Bu nedenle, okyanusta sürüklenen bir kişinin ideal yiyeceği balık değil, kabuğunun altında çok miktarda yağ olan kaplumbağa olmalı.

'Vücut sudan altı kat hızlı soğur'

Louis Jordan'ın ters dönmüş teknesinde otururken bulunması da son derece önemli. Tipton, bunun Jordan'ın hipotermidem korumuş olabileceğini belirterek "Vücudunuz sudan altı kat daha hızlı soğur. Bu yüzden suyun dışında olmak daha iyi" diyor.

Ama öyle olsa bile, Kuzey Carolina'daki alışılmadık soğuk hava Jordan'ı okyanusta sürüklenirken çok zorlamış olmalı. Tipton, bunu şöyle açıklıyor:

"Eğer kurtulma hikâyeleri için haritaya bakarsanız, hepsinin Ekvator sularında olduğunu görürsünüz. Sıcak, tropikal güneş ışıkları susuz kalmanıza ve güneş çarpmasına neden olabilir. Ama sığınacak bir gölgeniz olursa ve yağmur suyunuz varsa bunlar sorun olmaz."

Hipotermiyle baş etmek çok daha zor. Eğer Louis Jordan gerçekten çok soğuk Carolina kıyılarında devrik teknesiyle 66 gün geçirdiyse, çok iyi kıyafetleri ya da korunaklı bir yere sahip olması gerekir.

Duke Üniversitesi'nden okyanus bilimci Prof. Jim Hench, Jordan'ın Hatteras Burnu'nun 200 km doğusunda bulunduğuna dikkat çekerek, teknesinin Körfez Akıntısı'nın sıcak sularından yararlanmış olabileceğini belirtiyor ve "Bu sular Karayipler'den geliyor. Yılın bu döneminde orada su sıcaklığı 20-25 dereceye kadar çıkabilir" diyor.

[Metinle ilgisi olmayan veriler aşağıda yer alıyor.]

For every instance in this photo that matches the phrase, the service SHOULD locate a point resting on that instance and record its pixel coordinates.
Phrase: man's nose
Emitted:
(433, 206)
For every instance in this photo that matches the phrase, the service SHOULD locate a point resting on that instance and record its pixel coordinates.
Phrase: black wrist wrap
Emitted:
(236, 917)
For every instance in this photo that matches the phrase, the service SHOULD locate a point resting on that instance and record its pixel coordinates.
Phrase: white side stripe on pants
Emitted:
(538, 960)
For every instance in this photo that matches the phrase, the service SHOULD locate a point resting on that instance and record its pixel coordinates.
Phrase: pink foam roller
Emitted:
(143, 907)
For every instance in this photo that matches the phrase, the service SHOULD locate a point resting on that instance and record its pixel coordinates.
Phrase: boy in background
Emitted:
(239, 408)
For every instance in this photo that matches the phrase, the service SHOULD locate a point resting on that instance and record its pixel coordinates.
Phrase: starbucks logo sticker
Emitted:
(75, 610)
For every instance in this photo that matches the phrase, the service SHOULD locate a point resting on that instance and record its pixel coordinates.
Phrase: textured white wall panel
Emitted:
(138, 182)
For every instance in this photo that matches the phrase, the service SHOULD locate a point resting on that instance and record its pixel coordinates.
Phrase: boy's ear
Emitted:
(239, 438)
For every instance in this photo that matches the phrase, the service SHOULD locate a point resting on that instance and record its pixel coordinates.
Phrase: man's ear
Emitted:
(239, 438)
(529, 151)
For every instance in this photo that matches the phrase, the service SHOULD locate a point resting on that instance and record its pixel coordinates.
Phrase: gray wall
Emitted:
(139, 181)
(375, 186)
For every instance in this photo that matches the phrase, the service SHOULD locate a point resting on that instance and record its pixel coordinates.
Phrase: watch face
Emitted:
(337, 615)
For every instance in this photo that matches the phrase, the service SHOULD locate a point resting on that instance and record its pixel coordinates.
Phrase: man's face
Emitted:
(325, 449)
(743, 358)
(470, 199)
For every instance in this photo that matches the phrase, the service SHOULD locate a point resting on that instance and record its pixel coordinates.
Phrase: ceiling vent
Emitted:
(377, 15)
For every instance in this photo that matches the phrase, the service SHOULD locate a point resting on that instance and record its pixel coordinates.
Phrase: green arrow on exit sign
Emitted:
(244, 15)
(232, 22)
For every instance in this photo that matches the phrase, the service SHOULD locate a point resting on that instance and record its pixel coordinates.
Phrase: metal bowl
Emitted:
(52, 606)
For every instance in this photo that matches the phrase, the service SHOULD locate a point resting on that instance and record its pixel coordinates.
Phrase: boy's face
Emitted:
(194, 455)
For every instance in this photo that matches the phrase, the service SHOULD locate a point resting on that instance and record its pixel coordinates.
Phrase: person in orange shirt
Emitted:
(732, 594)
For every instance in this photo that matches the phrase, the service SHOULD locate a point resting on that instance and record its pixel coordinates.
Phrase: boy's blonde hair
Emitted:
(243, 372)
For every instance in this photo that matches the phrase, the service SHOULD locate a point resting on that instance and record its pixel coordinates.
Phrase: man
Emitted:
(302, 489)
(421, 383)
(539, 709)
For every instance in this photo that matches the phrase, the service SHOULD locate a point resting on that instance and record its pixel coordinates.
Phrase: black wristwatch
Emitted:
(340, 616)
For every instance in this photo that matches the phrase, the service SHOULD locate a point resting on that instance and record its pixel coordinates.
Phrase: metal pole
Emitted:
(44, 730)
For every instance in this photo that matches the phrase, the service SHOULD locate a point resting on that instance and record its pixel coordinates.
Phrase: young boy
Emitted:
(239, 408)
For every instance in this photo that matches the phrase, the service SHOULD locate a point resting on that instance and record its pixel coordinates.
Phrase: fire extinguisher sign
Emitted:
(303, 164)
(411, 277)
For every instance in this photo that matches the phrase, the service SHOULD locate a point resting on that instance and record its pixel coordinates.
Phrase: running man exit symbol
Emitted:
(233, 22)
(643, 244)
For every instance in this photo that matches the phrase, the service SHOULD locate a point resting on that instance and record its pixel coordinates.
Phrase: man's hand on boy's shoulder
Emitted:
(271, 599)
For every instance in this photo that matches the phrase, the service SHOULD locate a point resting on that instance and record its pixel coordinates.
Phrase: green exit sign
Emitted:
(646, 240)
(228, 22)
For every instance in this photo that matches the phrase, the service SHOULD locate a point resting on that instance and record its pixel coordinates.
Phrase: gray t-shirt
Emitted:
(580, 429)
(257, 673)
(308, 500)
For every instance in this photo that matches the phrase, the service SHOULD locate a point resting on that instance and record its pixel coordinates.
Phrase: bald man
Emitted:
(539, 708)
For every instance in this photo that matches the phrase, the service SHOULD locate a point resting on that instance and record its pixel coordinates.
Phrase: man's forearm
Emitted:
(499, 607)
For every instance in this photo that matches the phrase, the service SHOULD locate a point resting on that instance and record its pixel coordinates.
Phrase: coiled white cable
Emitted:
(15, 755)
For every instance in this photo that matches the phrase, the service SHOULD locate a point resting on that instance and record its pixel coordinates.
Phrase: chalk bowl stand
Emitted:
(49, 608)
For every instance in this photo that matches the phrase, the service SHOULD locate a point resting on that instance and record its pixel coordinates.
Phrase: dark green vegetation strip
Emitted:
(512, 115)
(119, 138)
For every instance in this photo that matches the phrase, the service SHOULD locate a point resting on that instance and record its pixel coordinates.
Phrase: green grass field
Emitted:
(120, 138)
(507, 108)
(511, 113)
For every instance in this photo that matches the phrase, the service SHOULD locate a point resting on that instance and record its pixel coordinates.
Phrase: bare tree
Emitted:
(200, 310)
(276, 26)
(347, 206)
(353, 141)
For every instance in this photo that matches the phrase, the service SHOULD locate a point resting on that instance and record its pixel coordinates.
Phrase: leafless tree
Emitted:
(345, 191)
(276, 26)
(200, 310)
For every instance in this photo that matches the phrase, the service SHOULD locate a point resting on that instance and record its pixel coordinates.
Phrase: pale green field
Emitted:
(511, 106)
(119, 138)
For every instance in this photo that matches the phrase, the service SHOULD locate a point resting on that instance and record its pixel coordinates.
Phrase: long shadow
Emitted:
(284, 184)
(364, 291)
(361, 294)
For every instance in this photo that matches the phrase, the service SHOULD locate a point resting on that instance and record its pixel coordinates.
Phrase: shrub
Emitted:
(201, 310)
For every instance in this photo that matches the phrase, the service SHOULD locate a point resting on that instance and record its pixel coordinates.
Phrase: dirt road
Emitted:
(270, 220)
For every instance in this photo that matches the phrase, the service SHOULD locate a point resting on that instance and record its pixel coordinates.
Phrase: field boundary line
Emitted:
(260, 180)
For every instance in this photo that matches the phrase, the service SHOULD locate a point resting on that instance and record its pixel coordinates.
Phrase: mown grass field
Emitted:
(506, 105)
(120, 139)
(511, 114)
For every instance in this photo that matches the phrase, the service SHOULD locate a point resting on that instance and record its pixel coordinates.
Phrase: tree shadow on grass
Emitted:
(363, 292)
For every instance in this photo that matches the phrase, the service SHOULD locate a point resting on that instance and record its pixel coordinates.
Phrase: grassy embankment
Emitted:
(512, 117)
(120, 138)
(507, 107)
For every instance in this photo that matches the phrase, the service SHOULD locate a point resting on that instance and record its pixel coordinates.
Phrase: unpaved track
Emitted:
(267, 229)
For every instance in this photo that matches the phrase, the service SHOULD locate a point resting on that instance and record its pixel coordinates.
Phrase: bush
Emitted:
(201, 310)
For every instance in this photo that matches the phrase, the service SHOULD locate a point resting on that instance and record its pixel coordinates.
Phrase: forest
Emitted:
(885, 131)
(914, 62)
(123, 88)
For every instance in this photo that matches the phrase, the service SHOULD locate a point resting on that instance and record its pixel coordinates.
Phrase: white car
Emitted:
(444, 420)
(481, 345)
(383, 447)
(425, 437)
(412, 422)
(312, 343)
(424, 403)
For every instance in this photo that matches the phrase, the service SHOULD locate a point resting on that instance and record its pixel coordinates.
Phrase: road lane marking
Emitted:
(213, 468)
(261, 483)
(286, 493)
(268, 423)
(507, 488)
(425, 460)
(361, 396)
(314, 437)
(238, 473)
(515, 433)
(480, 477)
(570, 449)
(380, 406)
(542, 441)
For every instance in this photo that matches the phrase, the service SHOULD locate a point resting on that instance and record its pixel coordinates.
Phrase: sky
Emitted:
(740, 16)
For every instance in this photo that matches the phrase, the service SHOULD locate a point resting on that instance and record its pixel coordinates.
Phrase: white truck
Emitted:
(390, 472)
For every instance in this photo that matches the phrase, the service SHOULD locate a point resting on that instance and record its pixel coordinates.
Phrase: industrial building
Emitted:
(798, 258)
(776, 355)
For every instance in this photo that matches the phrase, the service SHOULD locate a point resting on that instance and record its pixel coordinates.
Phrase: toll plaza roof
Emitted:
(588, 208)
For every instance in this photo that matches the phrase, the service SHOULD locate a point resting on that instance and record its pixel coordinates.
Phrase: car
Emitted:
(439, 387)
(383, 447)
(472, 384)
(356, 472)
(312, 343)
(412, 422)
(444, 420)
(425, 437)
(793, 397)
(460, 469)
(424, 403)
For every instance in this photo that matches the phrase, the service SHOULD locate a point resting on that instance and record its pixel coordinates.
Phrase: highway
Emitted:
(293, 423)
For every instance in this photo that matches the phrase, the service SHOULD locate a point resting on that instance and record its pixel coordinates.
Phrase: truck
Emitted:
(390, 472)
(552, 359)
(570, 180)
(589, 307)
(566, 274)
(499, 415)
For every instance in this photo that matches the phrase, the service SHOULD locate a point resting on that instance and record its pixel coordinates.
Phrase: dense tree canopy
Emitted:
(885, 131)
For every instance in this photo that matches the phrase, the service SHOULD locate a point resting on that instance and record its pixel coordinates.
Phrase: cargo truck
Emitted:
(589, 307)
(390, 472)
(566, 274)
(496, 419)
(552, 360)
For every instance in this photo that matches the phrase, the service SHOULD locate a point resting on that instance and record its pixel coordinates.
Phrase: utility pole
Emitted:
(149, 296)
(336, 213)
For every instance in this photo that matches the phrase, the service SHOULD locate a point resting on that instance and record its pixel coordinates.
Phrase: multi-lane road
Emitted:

Bununla birlikte, Jordan'ın 66 gün boyunca Körfez Akıntısı'yla sürüklenmiş olamayacağı, bu durumda çok daha açıklara gitmiş olması gerekeceği söyleniyor. Prof. Hench şöyle konuşuyor:

"Körfez Akıntısı'nın hızı yavaş adımlar gibidir. Ama bu okyanus standartlarına göre çok büyük bir hız. 66 günde enine okyanusu bir uçtan bir uca kat edersiniz. Onu gördüğümde iki ay sürüklendiğine inanamadım."